Process custard in ice cream maker according to manufacturer's instructions. Transfer ice cream to container; cover and freeze until firm, at least 6 hours. (Can be prepared 3 days ahead. Keep frozen.)
Place 1 frozen Triple-Chocolate Cookie flat side up on work surface. Place 1/2 cup ice cream atop cookie. Using offset spatula or butter knife, gently spread ice cream to cover cookie; top with another cookie, flat side down, and press gently to adhere. Repeat with remaining ice cream and cookies, making 8 ice cream sandwiches total. Wrap and freeze until firm, at least 4 hours or overnight. Let ice cream sandwiches stand at room temperature 5 minutes before serving.
COOKIE Part
- 10 ounces bittersweet (not unsweetened) or semisweet chocolate, chopped
- 1/2 cup plus 2 teaspoons all purpose flour
- 3 tablespoons unsweetened cocoa powder
- 1/4 teaspoon baking powder
- 1/4 teaspoon salt
- 1 cup plus 1 tablespoon sugar
- 5 tablespoons unsalted butter, room temperature
- 3 large eggs
- 1 1/2 teaspoons vanilla extract
- 6 ounces (1 cup) semisweet chocolate chips
Position rack in center of oven and preheat to 350°F. Line 2 large rimmed baking sheets with parchment paper.
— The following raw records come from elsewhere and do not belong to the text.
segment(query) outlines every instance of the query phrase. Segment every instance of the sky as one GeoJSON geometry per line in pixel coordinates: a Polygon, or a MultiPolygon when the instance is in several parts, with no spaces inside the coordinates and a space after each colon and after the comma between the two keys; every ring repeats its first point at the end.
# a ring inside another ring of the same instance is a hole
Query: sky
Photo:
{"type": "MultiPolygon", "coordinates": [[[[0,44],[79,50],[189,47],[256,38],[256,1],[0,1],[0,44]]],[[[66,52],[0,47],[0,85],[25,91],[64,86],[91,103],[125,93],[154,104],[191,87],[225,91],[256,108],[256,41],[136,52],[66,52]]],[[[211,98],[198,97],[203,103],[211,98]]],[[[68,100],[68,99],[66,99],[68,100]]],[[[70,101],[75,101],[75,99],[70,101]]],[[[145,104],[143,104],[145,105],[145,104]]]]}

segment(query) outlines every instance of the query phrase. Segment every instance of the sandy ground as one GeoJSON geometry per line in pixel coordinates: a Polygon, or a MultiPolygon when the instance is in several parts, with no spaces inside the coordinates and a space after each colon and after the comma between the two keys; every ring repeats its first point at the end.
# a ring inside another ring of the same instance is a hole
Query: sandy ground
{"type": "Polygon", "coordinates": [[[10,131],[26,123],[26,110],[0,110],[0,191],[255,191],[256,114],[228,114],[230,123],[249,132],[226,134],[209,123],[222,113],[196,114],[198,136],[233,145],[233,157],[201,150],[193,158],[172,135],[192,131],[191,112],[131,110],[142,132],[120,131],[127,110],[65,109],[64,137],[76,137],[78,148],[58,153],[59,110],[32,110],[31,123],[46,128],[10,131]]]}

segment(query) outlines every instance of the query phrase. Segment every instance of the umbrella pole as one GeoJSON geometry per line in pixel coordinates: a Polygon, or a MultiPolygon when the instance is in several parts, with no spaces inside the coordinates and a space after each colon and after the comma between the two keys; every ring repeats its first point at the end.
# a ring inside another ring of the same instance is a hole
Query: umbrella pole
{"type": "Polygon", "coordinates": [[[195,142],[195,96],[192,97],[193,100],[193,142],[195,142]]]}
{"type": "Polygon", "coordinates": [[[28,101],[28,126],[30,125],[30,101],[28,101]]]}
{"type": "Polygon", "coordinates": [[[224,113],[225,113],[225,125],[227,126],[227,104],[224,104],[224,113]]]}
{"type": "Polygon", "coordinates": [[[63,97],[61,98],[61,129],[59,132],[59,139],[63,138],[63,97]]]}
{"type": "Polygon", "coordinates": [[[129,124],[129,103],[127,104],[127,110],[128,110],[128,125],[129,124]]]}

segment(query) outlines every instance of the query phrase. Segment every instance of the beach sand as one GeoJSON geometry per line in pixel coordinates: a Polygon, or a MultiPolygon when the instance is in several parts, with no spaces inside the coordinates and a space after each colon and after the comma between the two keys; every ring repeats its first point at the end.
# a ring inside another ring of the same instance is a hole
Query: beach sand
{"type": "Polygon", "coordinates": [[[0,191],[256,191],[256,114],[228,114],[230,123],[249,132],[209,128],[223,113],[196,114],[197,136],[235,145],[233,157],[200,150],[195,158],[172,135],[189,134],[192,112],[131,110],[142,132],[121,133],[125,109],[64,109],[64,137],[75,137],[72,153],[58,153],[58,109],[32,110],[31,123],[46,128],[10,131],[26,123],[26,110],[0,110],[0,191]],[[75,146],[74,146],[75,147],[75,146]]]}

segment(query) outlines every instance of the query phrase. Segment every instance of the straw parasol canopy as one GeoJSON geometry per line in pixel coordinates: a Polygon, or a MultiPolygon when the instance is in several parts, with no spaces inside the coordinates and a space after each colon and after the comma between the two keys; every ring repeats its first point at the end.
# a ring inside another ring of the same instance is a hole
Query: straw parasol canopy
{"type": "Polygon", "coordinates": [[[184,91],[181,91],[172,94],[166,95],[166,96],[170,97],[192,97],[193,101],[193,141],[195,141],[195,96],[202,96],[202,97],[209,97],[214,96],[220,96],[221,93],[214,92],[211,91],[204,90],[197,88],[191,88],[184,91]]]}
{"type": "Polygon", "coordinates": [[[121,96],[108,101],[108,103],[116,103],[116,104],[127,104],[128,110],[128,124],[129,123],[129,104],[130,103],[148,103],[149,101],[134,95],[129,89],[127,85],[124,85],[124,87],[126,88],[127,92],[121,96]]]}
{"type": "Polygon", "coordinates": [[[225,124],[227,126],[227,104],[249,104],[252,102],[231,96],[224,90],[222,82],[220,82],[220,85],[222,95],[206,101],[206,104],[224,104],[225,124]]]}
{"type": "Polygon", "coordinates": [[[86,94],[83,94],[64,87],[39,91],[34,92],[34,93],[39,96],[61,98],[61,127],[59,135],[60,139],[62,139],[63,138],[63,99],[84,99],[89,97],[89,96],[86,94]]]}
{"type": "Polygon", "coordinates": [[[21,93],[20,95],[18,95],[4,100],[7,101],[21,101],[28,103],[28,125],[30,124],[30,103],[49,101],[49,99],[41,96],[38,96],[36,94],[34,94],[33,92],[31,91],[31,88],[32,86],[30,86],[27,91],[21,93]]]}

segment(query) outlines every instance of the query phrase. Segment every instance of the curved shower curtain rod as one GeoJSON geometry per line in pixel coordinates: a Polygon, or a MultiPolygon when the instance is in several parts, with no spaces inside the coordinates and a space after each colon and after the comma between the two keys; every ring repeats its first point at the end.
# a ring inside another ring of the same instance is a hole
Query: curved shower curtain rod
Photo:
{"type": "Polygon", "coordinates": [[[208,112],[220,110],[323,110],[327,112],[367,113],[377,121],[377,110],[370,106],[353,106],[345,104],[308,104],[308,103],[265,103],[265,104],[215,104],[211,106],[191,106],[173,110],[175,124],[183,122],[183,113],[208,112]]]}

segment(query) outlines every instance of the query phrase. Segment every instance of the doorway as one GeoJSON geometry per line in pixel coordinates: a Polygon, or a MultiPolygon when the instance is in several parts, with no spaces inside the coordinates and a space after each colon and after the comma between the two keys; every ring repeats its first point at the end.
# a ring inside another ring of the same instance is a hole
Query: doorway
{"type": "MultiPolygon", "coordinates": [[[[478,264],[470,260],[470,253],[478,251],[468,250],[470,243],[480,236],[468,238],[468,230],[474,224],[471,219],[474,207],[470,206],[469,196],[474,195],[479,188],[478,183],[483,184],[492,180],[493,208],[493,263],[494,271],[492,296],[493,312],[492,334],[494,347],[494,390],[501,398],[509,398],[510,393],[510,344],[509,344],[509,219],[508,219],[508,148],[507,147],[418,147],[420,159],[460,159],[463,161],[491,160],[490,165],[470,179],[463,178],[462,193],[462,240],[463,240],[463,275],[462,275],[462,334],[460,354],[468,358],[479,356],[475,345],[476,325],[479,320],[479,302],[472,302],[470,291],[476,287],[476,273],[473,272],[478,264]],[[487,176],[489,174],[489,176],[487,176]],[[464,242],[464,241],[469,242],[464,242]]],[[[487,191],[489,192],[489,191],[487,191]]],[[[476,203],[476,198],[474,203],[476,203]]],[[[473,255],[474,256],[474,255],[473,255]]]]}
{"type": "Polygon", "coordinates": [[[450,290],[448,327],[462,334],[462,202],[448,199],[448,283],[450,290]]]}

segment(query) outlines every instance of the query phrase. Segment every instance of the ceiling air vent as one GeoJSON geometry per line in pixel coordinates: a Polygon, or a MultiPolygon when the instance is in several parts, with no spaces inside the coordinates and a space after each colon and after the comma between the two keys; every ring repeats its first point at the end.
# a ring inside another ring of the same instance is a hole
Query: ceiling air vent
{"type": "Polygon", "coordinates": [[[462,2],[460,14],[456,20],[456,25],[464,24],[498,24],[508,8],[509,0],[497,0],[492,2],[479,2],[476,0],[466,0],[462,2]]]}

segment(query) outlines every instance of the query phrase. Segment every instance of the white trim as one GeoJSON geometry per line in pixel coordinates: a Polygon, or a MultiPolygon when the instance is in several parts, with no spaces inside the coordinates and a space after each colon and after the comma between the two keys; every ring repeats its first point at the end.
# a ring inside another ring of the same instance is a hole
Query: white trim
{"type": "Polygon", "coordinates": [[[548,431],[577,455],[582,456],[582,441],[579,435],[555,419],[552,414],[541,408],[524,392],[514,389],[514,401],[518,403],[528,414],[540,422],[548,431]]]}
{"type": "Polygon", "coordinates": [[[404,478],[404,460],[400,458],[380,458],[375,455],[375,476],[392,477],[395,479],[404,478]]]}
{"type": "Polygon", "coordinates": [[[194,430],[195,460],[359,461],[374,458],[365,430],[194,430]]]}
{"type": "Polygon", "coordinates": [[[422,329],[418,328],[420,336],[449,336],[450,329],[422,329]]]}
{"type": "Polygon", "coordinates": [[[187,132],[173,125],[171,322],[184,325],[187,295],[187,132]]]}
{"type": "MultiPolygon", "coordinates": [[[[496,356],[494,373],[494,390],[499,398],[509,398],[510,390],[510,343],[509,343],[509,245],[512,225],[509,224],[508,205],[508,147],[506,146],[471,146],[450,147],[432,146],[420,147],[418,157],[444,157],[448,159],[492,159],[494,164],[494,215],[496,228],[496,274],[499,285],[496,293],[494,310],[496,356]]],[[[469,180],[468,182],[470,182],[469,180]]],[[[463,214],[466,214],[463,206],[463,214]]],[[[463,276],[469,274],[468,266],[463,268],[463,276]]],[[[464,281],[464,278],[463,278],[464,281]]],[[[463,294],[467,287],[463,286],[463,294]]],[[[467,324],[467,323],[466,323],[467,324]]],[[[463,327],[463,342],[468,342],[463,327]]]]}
Stir chopped chocolate in top of double boiler set over simmering water until melted and smooth; remove from over water. Cool melted chocolate 10 minutes.
Meanwhile, sift flour, cocoa powder, baking powder, and salt into medium bowl. Using electric mixer, beat sugar and butter in another medium bowl until crumbly. Add eggs, 1 at a time, beating well after each addition. Continue to beat until mixture is light, pale, and creamy, about 5 minutes. Add lukewarm melted chocolate and vanilla and beat just until blended. Fold in dry ingredients, then chocolate chips.
Drop chocolate cookie batter by 1/4 cupfuls onto prepared baking sheets, spacing 2 inches apart. Bake cookies, 1 baking sheet at a time, until tops are evenly cracked but cookies are not yet firm to touch, about 16 minutes. Cool cookies completely on baking sheets. Using metal spatula, carefully transfer 4 cookies to each of 4 large resealable plastic bags, arranging in single layer. Freeze cookies overnight. (Can be made 3 days ahead. Keep frozen.)